For the most part, this is a lucid review of the development of U.S. intelligence in the present century, from its amateurish thrashings during the 1919 “Red scare,” to CIA involvement in the Iran- contra affair. The authors discuss how technology has come to dominate the intelligence scene, and warn that its use in secret domestic surveillance threatens the roots of American democracy. Volkman and Baggett come down hard on the super-secret National Security Agency, which they call “a rogue elephant on the loose.” This decidedly negative survey of secret U.S. intelligence activities refers often to the inherent ability of such organizations to threaten Constitutional guarantees of freedom, but there is more warning here than argument, as the evidence they have procured is less than comprehensive. Secret Intelligence is a companion volume to a forthcoming PBS television series. Volkman ( Warriors of the Night ) is executive editor of Espionage magazine; Baggett is executive producer of the PBS series.
THE HISTORY OF ESPIONAGE
This book is a companion piece to a four-part PBS-TV series from the author of Warriors of the Night (1986) and his producer. The text, as in Volkman’s previous book, offers a once-over-lightly and vaguely reproachful account of US intelligence activities during the 20th century. Drawing mainly on secondary sources, Volkman and Baggett lead with a recap of the Wilson Administration’s ill-advised efforts to topple the USSR’s Bolshevik regime after WW I. They follow up with some grand but twice-told tales about baseball star Moe Berg, writer Ernest Hemingway, and other civilian amateurs recruited to spy for diverse government agencies between the wars.
The authors march quickly through WW II, focusing on the bias for covert operations the OSS bequeathed its peacetime successor, the CIA. Also recounted is the postwar emergence of an espionage establishment encompassing the National Security Agency and a clutch of other information-gathering entities.
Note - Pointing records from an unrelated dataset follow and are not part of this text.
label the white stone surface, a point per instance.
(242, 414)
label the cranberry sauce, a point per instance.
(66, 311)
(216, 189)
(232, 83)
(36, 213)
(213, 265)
Volkman and Baggett log the successes (in Guatemala, Italy, the Philippines, and allied venues, including aerospace surveillance) as well as the failures and blundering excesses of the undercover crowd. Cases in point range from Cuba, Vietnam, and the so-called Huston Plan through the Iran-contra scandal.
Intermittently, the authors halt their otherwise fast-paced narrative to comment on the dilemma of a putatively open society’s involvement in dubious or clandestine enterprises that frequently violate the civil liberties of American citizens and make the US vulnerable to charges of engaging in anti-democractic activities. Conceding today’s dangerous and uncertain world demands some measure of self-protection, however, they effectively duck the issue of what means might be justified in achieving this end. More to the point, perhaps, their material provides at best a sketchy briefing on the equivocal record compiled by the US intelligence community.